Menariknya buku yang sebetulnya tidak juga disebut catatan perjalanan  itu, sedikit banyak mengangkat kekejaman Deandels berupa pembunuhan massal, termasuk bupati-bupati yang menolak memberikan sebagian lahan bagi penyediaan ruas jalan raya Pos. Bukan saja itu, tidak sedikit warga yang mati diserang kelelahan, kelaparan, dan terserang malaria.

Di bagian lain nampak Pram ikut menguarkan kenangan masa kecilnya di kota Blora-Rembang. Di sisi ini Pram mengekalkan kekuatan kenangannya bersamaan dengan aspek-aspek politis  yang ikut mengiringi pembangunan jalan ini.

Betapa pun kenangan bukanlah persoalan sederhana, hal ini menunjukkan bahwa kenangan dapat menjadi semacam kerinduan yang dekat dengan penderitaan—kenangan sering disebut nostalgia: kata yang asal usulnya dapat ditelusuri dari kata Yunani ”Nostos” yang berarti ”kembali pulang” dan ”Algos” yang berarti ”penderitaan”.

Mungkin ada benarnya, karya Pram ini suatu bentuk kerinduan terhadap kenangan masa kecilnya; itulah juga buku ini disebutkan sebagai catatan perjalanan (suatu pengalaman perjalanan).

Hubungan kota dan kenangan nampak menjadi semakin kuat seperti misal dalam lagu ”Hallo Bandung”. Kota Bandung, dalam lagu ini menjadi begitu sentimentil bagi penciptanya sehingga diabadikan di dalam lagu. Diketahui setelah kembali ke Batavia pasca menikah, Ismail Marzuki tergiang-giang dengan Bandung, tempatnya banyak menghabiskan waktu.

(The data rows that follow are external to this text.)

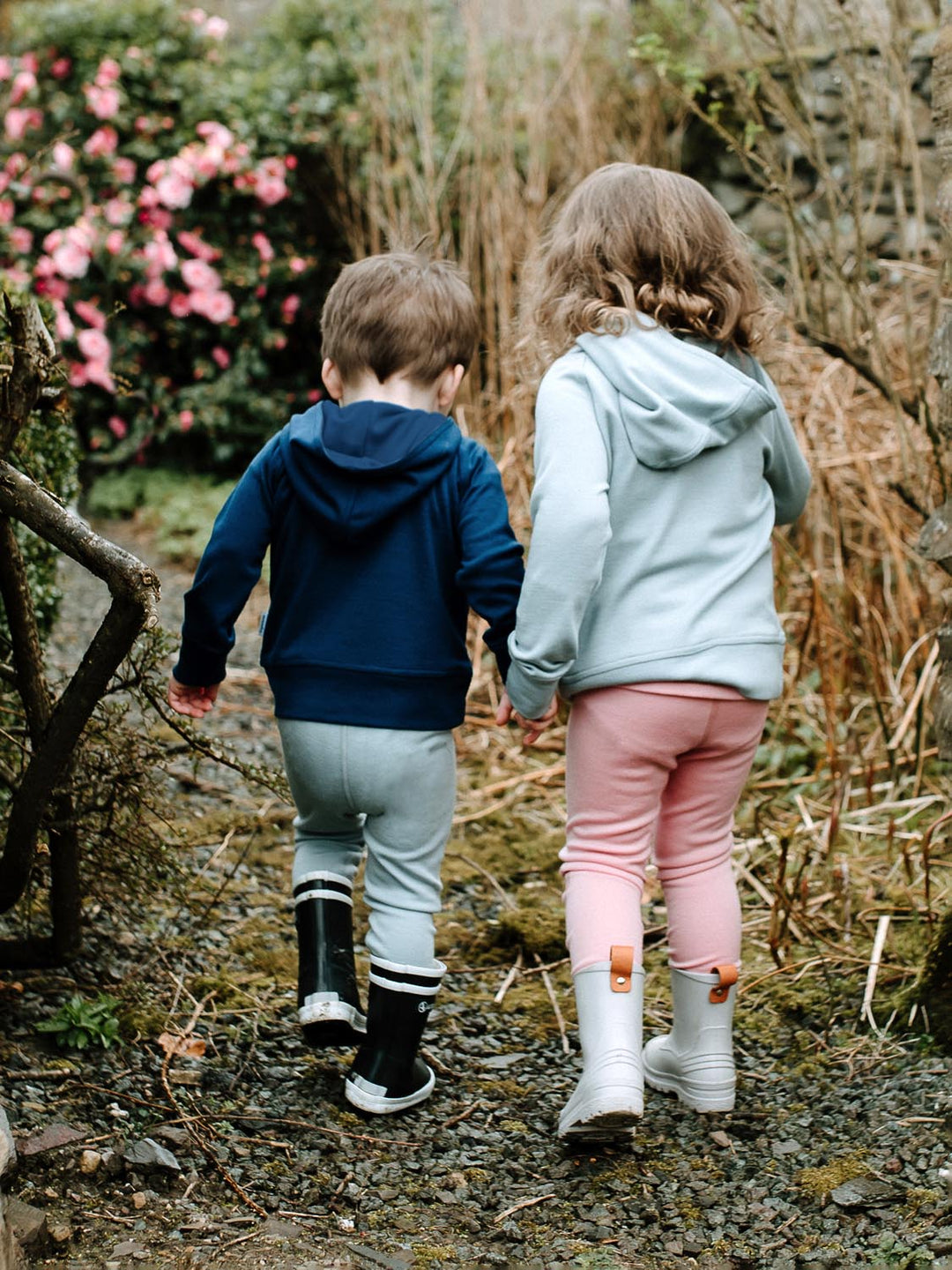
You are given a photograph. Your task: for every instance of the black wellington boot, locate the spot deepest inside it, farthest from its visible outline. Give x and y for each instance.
(328, 1001)
(386, 1073)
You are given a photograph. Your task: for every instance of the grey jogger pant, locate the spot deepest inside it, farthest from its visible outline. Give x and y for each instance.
(387, 790)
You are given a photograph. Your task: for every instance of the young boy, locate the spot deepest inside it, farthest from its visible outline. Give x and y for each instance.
(385, 526)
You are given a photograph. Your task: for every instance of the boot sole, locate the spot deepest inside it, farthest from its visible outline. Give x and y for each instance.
(378, 1104)
(606, 1127)
(700, 1102)
(331, 1022)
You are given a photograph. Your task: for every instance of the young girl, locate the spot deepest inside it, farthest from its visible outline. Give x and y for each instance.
(663, 461)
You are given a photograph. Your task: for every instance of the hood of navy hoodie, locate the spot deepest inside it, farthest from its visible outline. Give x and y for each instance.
(358, 465)
(675, 397)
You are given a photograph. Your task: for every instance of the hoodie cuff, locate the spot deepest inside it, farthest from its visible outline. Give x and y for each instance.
(531, 698)
(198, 669)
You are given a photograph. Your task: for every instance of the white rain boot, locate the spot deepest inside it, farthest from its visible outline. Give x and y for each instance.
(695, 1058)
(609, 1097)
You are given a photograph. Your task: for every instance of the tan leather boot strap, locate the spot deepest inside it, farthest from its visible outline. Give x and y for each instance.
(622, 961)
(727, 977)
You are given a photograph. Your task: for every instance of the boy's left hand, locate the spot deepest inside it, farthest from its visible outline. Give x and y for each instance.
(532, 728)
(193, 701)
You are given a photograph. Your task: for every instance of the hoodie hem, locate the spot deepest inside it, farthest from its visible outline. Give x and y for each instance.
(410, 701)
(753, 667)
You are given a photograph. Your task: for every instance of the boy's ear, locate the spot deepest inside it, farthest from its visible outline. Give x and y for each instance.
(449, 385)
(333, 381)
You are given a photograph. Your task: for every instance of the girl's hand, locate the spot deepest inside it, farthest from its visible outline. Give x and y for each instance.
(532, 728)
(193, 701)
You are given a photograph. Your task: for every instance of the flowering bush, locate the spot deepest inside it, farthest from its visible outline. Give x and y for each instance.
(150, 193)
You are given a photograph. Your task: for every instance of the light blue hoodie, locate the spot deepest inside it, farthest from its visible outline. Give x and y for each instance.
(661, 469)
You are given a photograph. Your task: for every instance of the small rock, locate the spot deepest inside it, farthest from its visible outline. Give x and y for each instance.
(149, 1154)
(788, 1147)
(54, 1136)
(8, 1151)
(865, 1192)
(28, 1223)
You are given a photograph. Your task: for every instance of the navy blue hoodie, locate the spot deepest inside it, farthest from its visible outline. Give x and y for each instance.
(386, 526)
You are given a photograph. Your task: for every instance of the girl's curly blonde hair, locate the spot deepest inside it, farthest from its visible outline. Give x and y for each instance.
(634, 240)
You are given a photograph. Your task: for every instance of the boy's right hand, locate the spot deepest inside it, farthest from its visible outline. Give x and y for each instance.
(532, 728)
(193, 701)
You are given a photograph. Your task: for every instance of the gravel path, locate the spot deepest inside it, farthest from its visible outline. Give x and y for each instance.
(242, 1151)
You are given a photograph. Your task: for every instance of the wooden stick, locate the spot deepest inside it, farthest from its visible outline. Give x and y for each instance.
(874, 958)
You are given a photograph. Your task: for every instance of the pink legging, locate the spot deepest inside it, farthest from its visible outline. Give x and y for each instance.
(649, 767)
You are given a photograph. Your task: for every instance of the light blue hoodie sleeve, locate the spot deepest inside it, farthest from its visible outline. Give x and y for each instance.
(570, 533)
(785, 467)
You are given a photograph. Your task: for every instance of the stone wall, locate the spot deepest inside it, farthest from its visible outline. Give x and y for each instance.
(890, 225)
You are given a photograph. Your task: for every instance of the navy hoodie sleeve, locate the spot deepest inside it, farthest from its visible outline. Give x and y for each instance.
(230, 566)
(490, 568)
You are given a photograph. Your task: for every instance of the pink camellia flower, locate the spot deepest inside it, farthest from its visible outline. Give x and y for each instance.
(217, 306)
(101, 143)
(175, 190)
(20, 240)
(23, 83)
(124, 170)
(270, 182)
(63, 156)
(19, 121)
(118, 211)
(90, 315)
(263, 245)
(160, 256)
(196, 245)
(101, 101)
(108, 72)
(199, 276)
(94, 346)
(71, 260)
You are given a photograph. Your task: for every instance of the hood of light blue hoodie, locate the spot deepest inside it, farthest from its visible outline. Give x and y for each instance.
(358, 465)
(675, 397)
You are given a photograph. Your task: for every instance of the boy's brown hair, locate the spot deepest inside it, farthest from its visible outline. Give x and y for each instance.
(398, 311)
(634, 240)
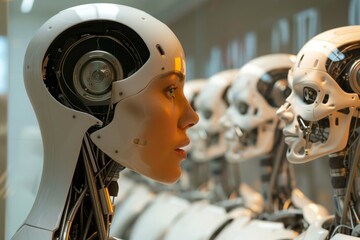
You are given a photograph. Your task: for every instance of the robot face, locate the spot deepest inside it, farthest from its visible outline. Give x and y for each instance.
(319, 110)
(158, 117)
(107, 70)
(208, 142)
(250, 121)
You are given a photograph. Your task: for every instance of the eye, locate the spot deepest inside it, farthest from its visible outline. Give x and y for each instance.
(171, 91)
(242, 107)
(207, 113)
(309, 95)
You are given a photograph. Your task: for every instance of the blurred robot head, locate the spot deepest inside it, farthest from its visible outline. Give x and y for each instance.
(99, 68)
(211, 104)
(251, 122)
(192, 89)
(325, 82)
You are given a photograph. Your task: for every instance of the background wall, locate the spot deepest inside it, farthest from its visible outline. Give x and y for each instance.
(3, 113)
(216, 35)
(224, 34)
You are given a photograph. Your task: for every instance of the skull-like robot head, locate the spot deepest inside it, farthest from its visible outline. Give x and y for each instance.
(208, 142)
(250, 121)
(324, 102)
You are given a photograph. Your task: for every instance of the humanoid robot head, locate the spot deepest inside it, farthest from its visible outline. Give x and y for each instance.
(120, 71)
(323, 105)
(208, 142)
(250, 121)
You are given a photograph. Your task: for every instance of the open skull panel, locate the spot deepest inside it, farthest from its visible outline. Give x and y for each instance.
(259, 89)
(208, 139)
(324, 99)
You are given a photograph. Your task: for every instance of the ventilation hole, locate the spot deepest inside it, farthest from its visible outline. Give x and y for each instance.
(316, 63)
(302, 150)
(300, 60)
(160, 49)
(326, 98)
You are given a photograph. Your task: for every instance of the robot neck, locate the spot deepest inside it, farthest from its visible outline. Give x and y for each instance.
(345, 182)
(277, 178)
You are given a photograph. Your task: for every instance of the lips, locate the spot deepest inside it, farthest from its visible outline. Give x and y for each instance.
(179, 151)
(182, 153)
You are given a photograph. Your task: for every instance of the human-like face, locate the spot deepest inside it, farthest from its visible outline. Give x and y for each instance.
(152, 127)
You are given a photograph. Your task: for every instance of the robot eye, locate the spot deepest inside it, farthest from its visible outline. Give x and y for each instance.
(242, 107)
(309, 95)
(207, 113)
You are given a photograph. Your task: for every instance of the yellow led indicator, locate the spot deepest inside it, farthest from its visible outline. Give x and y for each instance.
(178, 64)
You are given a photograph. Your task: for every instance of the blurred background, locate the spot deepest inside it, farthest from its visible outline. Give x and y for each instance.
(216, 35)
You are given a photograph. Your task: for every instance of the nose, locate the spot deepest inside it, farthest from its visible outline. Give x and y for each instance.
(189, 117)
(284, 113)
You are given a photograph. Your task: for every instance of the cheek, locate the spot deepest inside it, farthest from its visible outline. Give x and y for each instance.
(161, 135)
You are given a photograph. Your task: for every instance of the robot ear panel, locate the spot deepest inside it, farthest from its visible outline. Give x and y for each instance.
(85, 59)
(354, 76)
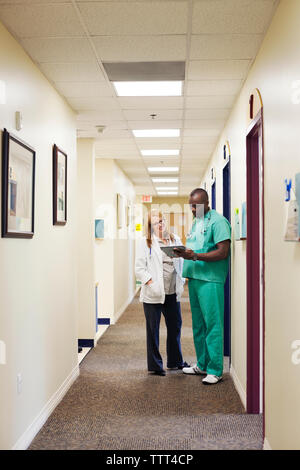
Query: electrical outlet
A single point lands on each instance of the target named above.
(19, 383)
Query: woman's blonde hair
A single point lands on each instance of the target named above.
(151, 214)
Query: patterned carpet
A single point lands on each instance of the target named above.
(116, 405)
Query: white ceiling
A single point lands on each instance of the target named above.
(217, 39)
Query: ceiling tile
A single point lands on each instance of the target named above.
(225, 46)
(41, 20)
(210, 102)
(88, 103)
(218, 69)
(200, 139)
(213, 87)
(69, 72)
(147, 48)
(144, 115)
(111, 119)
(155, 124)
(214, 124)
(199, 133)
(194, 148)
(232, 16)
(163, 143)
(207, 113)
(84, 90)
(58, 49)
(120, 18)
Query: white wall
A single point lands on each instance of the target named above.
(38, 308)
(274, 73)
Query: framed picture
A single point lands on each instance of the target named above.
(59, 186)
(18, 182)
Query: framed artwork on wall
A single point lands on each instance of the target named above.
(18, 183)
(59, 186)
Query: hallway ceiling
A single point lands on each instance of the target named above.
(217, 39)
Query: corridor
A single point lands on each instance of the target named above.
(116, 405)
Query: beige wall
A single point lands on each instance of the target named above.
(173, 209)
(38, 296)
(114, 256)
(85, 236)
(274, 72)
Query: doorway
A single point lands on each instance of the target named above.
(255, 267)
(227, 287)
(213, 195)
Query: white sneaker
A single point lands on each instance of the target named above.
(193, 370)
(211, 379)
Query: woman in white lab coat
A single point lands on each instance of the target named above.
(161, 289)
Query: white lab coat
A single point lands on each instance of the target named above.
(149, 265)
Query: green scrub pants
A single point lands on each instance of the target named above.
(207, 305)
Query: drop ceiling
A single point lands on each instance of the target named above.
(216, 39)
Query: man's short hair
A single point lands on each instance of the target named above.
(199, 191)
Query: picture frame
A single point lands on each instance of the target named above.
(60, 161)
(18, 187)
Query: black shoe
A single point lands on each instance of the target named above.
(159, 372)
(185, 364)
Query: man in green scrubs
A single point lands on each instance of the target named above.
(206, 267)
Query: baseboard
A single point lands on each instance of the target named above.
(267, 445)
(239, 387)
(120, 312)
(27, 437)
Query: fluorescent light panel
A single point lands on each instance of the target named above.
(153, 88)
(163, 169)
(152, 153)
(165, 180)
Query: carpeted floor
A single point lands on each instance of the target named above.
(116, 405)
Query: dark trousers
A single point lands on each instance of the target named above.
(172, 313)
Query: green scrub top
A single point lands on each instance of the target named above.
(205, 233)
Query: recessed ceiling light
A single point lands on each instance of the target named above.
(166, 188)
(153, 88)
(163, 169)
(156, 132)
(165, 180)
(167, 192)
(149, 153)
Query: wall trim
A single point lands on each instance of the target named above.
(27, 437)
(238, 386)
(120, 312)
(267, 445)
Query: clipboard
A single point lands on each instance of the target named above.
(169, 250)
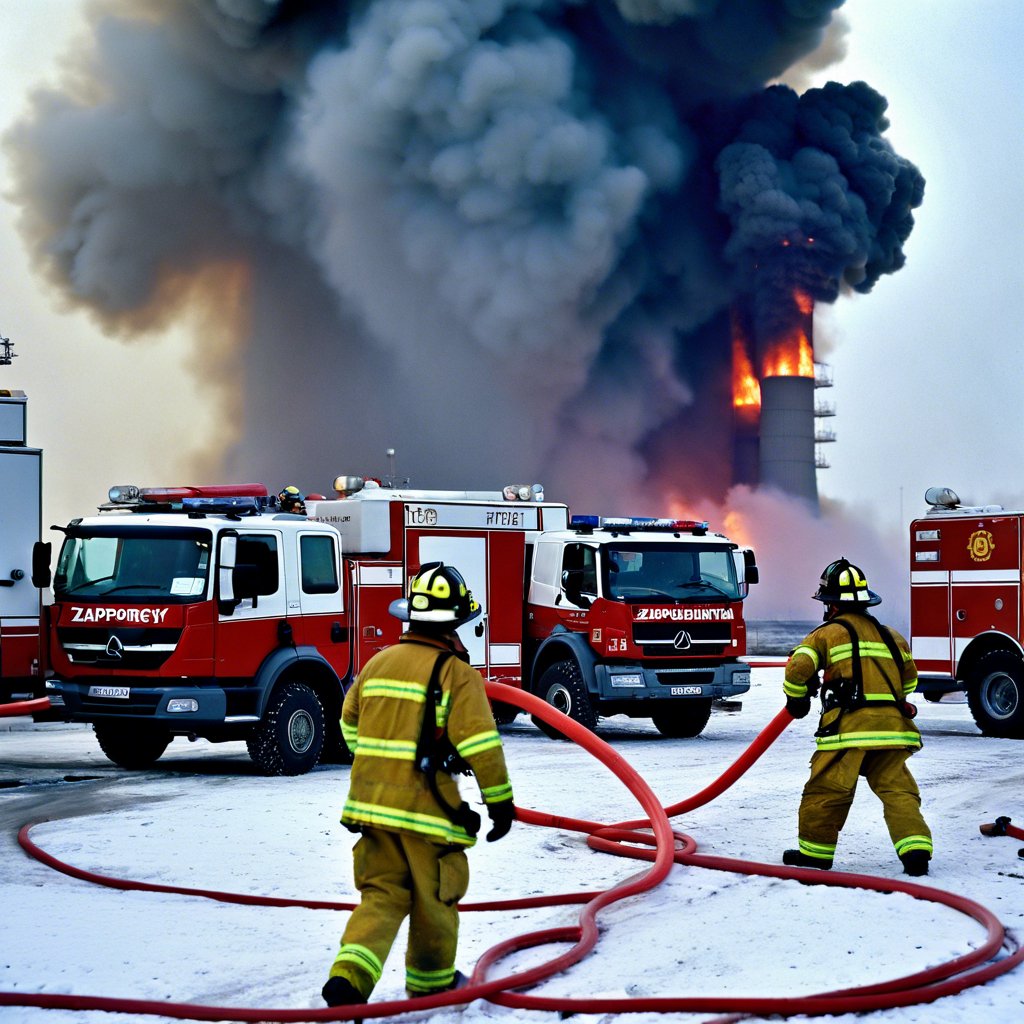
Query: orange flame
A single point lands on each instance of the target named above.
(745, 389)
(793, 355)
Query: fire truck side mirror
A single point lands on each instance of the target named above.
(751, 571)
(41, 578)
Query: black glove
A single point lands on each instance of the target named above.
(799, 707)
(502, 814)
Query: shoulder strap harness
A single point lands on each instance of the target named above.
(849, 693)
(434, 752)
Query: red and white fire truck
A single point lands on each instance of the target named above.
(966, 608)
(209, 612)
(20, 511)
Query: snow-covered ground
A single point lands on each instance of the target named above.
(203, 818)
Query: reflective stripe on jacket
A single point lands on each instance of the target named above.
(381, 721)
(881, 722)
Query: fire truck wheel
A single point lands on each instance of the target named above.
(290, 738)
(682, 719)
(131, 745)
(562, 686)
(995, 695)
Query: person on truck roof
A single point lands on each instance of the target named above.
(417, 713)
(292, 500)
(865, 726)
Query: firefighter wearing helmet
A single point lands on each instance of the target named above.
(417, 714)
(865, 726)
(292, 500)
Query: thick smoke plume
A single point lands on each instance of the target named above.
(499, 236)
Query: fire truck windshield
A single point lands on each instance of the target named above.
(636, 571)
(118, 563)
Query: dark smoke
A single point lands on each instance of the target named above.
(499, 236)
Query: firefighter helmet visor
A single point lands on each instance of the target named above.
(437, 595)
(843, 583)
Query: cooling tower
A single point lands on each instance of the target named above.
(786, 451)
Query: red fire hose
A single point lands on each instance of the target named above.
(649, 839)
(17, 709)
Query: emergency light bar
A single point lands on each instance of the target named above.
(129, 494)
(523, 493)
(233, 505)
(636, 523)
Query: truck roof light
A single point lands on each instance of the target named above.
(637, 523)
(124, 494)
(228, 505)
(348, 484)
(944, 498)
(138, 498)
(523, 493)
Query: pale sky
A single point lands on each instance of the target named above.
(928, 369)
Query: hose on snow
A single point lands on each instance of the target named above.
(648, 839)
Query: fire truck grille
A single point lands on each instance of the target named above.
(127, 650)
(682, 639)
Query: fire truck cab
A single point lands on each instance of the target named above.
(966, 608)
(201, 612)
(208, 612)
(638, 616)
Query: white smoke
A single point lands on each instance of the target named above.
(482, 232)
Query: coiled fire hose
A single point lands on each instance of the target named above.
(648, 839)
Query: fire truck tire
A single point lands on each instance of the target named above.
(682, 719)
(290, 738)
(131, 745)
(995, 695)
(562, 686)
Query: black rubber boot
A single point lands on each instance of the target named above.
(915, 862)
(341, 992)
(797, 859)
(459, 981)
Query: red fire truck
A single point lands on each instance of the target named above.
(966, 608)
(209, 612)
(20, 474)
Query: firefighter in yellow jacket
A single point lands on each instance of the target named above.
(865, 726)
(417, 713)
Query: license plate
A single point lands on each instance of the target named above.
(110, 691)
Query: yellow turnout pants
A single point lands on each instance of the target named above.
(398, 876)
(829, 791)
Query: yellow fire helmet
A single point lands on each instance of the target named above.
(438, 595)
(843, 583)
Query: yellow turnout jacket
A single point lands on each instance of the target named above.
(878, 721)
(381, 721)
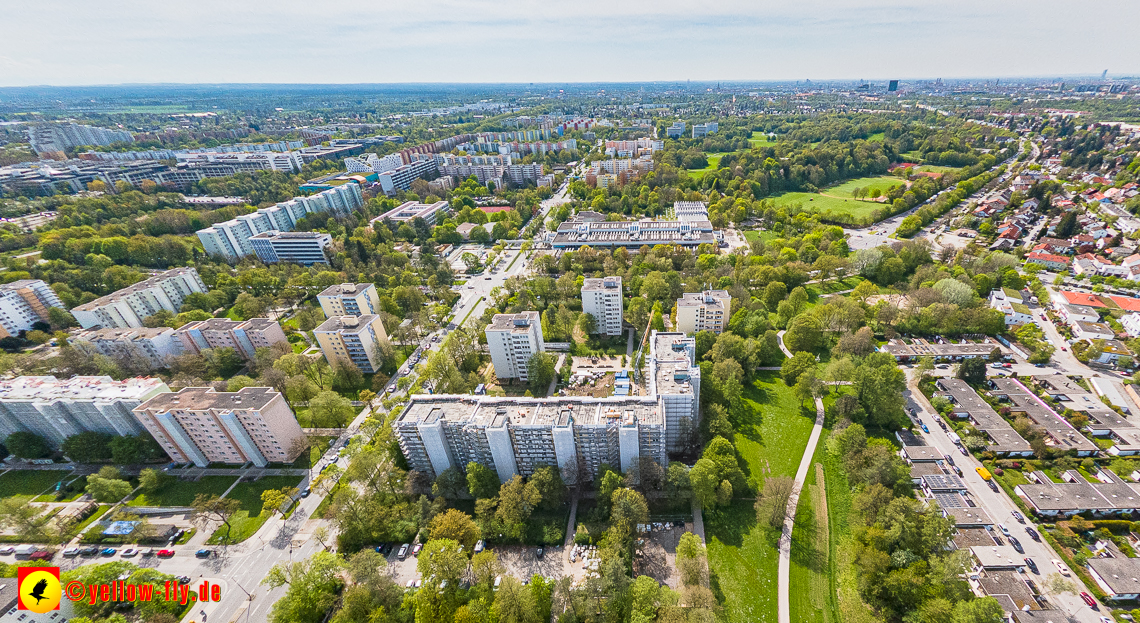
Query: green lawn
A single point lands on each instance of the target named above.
(742, 553)
(249, 519)
(31, 483)
(181, 493)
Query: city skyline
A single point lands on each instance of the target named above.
(820, 40)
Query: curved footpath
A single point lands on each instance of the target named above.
(805, 462)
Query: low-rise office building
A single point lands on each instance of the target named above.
(157, 346)
(601, 298)
(303, 248)
(201, 426)
(352, 340)
(349, 299)
(58, 409)
(127, 307)
(706, 310)
(512, 340)
(25, 302)
(245, 337)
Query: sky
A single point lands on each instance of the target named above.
(65, 42)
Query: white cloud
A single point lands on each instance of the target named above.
(81, 42)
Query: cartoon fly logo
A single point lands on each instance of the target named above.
(39, 589)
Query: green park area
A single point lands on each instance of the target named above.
(743, 553)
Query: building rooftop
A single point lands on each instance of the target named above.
(152, 282)
(78, 388)
(201, 398)
(345, 289)
(518, 322)
(347, 324)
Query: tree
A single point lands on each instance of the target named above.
(152, 480)
(972, 371)
(331, 410)
(482, 483)
(209, 508)
(772, 503)
(312, 588)
(87, 447)
(540, 372)
(548, 482)
(26, 445)
(107, 486)
(457, 526)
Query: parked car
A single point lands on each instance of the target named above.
(1060, 567)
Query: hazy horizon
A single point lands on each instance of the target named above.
(123, 42)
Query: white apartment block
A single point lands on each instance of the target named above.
(303, 248)
(351, 340)
(23, 304)
(157, 345)
(230, 240)
(349, 299)
(125, 308)
(201, 426)
(602, 299)
(58, 409)
(245, 337)
(516, 436)
(410, 210)
(675, 379)
(512, 340)
(706, 310)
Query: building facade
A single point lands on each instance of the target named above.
(352, 340)
(58, 409)
(201, 426)
(512, 340)
(245, 337)
(23, 304)
(601, 298)
(706, 310)
(349, 299)
(125, 308)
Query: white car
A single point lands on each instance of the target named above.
(1060, 567)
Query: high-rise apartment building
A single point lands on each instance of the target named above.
(602, 299)
(201, 426)
(706, 310)
(512, 340)
(675, 379)
(230, 240)
(127, 307)
(303, 248)
(23, 304)
(351, 340)
(349, 299)
(516, 436)
(245, 337)
(58, 409)
(157, 346)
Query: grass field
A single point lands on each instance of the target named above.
(181, 493)
(249, 519)
(31, 483)
(742, 553)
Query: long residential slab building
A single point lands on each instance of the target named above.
(516, 436)
(125, 308)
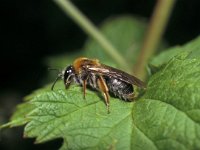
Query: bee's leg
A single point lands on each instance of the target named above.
(84, 88)
(129, 97)
(103, 88)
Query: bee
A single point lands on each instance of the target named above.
(101, 77)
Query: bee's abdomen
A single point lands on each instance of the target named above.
(120, 88)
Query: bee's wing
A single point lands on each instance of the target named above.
(115, 73)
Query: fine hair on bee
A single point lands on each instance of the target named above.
(106, 79)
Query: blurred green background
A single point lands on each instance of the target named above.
(32, 31)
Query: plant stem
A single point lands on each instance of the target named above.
(91, 30)
(155, 31)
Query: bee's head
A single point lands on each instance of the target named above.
(67, 75)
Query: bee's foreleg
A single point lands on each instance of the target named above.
(103, 88)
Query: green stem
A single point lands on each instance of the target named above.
(91, 30)
(155, 31)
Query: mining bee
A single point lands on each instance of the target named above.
(101, 77)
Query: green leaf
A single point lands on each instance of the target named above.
(165, 117)
(165, 56)
(131, 29)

Bukan saja itu, dipengaruhi peristiwa bulan Maret 1949, ketika Inggris berupaya merebut kota Bandung, syair lagu ini digubah kembali menjadi patriotik dengan kemunculan lirik ”Sekarang telah menjadi lautan api, mari bung rebut kembali”.  Maksud lirik ini untuk membakar semangat pejuang yang saat itu melawan dengan cara sengaja membakar gedung-gedung di penjuru wilayah selatan kota Bandung sebelum mereka meninggalkan kota periangan itu.

Dalam lagu ini, kota dan kenangan identik dengan ”penderitaan” untuk merebut kembali apa yang pernah menjadi bagian hidup warganya.

Kenangan, dalam lagu ini, dengan kata lain menjadi elemen pengorbanan dan perlawanan yang mampu menggerakkan orang-orang ke dalam satu cita-cita bersama.

Kiwari semakin banyak kota tumbuh. Urbanisasi menjadi trend sehari-hari. Desa-desa hilang berganti kota-kota baru yang semakin hari semakin padat.

Demikian pula kenangan, semakin hari tumbuh bergantian dan mengisi ruang baru dalam benak manusia. Kota berganti, juga tumbuh, menyulap ruangnya menjadi semakin sempit. Itu berarti semakin banyak sudut kota yang berubah, bahkan hilang.

Tapi tidak dengan kenangan. Ia bertahan dan liat. Manusia hanya mampu mengingat. Mengenang sisa-sisa pengalamannya yang semakin lama diganti kenyaataan baru.

Ia hanya bisa bernostalgia: berjalan pulang sekaligus menderita mendekam rindu kembali.